«Where are you all from?» my colleague asks a young boy named Chamil in Arabic, VOA news reports.
Minutes ago, he and several other boys arrived at this makeshift transit camp after escaping the battle for the Islamic State group’s last stronghold in Syria. Chamil looks about 11 years old and is surrounded by seven other boys, all a bit younger than him. «Indonesia,» he replies quietly.
He is among more than 1,000 people that came here this day on cargo trucks from a war about 30 kilometers away. Internationally backed Syrian forces are fighting IS for its last patch of land, which is not much more than a refugee camp along the Euphrates River near the village of Baghuz.In the past week alone, more than 6,500 people have been trucked out, far more than anyone expected.
But it is the militant group’s last stand, and the battle has dragged out for weeks. Here in the transit camp, we meet ardent IS supporters, confused foreign children and women unsure of where they stand.
Chamil answers a few questions in barely audible Arabic before sitting down and turning to his brother. In the distance behind him, a long row of men guarded by soldiers line up with their hands in the air. But Chamil’s father is not among them. He is still inside the fight in Baghuz. His mother died before they moved to Syria four years ago.
«My dad is here,» Chamil whispers, meaning he believes his father is still alive.
Strange last days
Throughout IS conflicts in the past two-and-a-half years, buses, trucks, military vehicles and packed cars have fled war zones, carrying out civilians. But commonly, in the final days of critical battles, it’s hard to say who is who. Everyone is believed to be somehow related to IS, but that doesn’t mean everyone is involved.At the transit camp here in Syria, soldiers order the men in line to kneel and then begin searching for weapons. We are told several men admit to being Islamic State fighters and vow their mission will continue. Others deny being involved.
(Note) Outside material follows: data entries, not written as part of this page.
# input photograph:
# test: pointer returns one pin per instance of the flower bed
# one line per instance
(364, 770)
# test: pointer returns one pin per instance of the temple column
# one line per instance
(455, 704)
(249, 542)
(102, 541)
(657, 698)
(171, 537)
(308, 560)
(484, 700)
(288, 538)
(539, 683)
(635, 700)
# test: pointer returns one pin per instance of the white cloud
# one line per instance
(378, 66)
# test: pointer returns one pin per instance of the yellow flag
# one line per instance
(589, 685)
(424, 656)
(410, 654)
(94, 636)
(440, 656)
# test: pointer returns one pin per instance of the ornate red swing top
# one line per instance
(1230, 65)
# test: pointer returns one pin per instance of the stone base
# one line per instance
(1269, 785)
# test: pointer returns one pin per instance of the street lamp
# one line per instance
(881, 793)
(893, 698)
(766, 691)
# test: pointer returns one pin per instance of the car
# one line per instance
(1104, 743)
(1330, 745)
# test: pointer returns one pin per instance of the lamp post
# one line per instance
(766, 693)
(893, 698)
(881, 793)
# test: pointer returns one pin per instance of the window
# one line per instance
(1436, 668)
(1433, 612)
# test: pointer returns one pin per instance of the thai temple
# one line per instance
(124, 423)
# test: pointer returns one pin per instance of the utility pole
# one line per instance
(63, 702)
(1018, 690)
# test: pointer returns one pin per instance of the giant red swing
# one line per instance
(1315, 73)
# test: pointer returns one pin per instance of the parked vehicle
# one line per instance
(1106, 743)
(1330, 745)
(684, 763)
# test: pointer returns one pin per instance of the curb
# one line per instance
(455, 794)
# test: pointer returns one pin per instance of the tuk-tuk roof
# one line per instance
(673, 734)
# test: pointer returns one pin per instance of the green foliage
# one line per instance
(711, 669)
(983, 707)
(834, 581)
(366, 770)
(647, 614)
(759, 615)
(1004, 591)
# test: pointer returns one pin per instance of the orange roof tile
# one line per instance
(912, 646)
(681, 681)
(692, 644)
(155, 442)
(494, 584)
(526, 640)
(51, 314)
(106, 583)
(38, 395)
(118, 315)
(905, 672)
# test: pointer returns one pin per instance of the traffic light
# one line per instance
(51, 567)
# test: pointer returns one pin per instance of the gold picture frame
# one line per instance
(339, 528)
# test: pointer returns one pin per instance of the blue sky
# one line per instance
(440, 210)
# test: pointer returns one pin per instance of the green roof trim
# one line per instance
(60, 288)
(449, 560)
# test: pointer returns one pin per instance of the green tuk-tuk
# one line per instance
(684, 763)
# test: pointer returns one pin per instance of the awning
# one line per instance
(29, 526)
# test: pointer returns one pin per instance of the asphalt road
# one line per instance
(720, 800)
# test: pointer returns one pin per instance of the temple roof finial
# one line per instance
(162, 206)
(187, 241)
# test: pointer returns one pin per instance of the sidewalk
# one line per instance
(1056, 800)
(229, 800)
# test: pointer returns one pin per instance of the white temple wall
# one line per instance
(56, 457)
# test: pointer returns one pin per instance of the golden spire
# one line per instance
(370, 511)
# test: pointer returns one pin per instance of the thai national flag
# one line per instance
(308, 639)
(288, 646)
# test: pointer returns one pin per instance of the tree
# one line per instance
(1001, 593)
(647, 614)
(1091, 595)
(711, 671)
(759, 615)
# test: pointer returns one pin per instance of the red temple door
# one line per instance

A few women, draped head to toe in black veils, which are quickly growing brown from a gathering dust storm, also declare that the Islamic State will live on, despite their recent defeats.
«It is God’s will,» says Umm Anas. Her friend nearby tilts her head away from journalists' cameras and makes sure her eyes remain covered in black fabric, despite the wind.
«OK,» I say, «But do you believe in what they say, that people who are not Sunni Muslims should be killed?»
«Yes, this is religion,» she responds calmly.My colleague and I are taken aback. Until now, most people we’ve met fleeing IS territory in Syria or Iraq are deeply relieved to be away from the bombing, usually having survived a siege. We have seen countless women coming out of IS areas, ripping off their veils and cursing the group. Even «true believers,» with hopes of melting back into civilian society, are known to decry the militants.
But pro-IS declarations among people fleeing Baghuz have become common in recent weeks.
«Islamic State is not finished,» Umm Anas says to another journalist. «There will be victory.» Several soldiers move closer, appearing curious but not bothered. They know she will go to a camp, not to a jail.
'I am afraid'
Behind a collection of about 20 white tents, empty with the wind yanking their flaps off the ground, another woman sits on the ground next to two suitcases and a cardboard box.Three sleeping children surround her, hiding their heads from the sand. Another child, Ibrahim, 4, has his leg bandaged in dirty gauze and appears to be trying to make some kind of sandcastle.
His leg was injured by a bomb; shrapnel from the blast also immobilized the woman’s arm and killed her fifth child.
She says that after they were transported out of Baghuz last night, her husband was taken away with the other men for investigation. «He was a janitor in a mosque,» she explains. «He was poor and crippled. He had to swear allegiance [to IS] to get the job.»
The wind briefly flips open the black fabric covering her eyes. She looks young and sad. Her forefinger pokes through a tear in her black glove, and holes in her long black covering reveal a frayed rose-colored sweater underneath. She tells us her name but then asks us not to publish it. I ask why she is afraid to use her name.«I don’t know who I’m supposed to be afraid of, but I am afraid,» she says.
We ask her if IS told her these forces would be cruel to her, and that torture and rape were widespread. Militants have long told civilians under their rule this falsehood to frighten people out of trying to run away.
«Not that,» she says, slightly misunderstanding the question. «But when the trucks came to get us, the soldiers shouted at us, and ordered us to hurry and leave behind everything but our clothing. My husband told me to bring batteries, but the soldiers said I couldn’t.»
Refugee or enemy?
A moment later an investigative officer walks over to our secluded spot behind the tents, towering above the woman and her huddled children. «Where are you from?» he barks.
«Aleppo,» she says meekly.
«Why are you still here?» he asks loudly.«They left the wounded women here,» she says, trailing off. She doesn’t know why she is still sitting in the sandstorm waiting to be told where to go. The officer is satisfied and strides off. The woman folds a bit on herself and trembles, weeping just loud enough to hear.
She says she realizes the soldier was gruff, but not cruel. Still, she is terrified. Here outside of IS territory in Syria, she doesn’t know how she will be received. Is she a refugee or an enemy?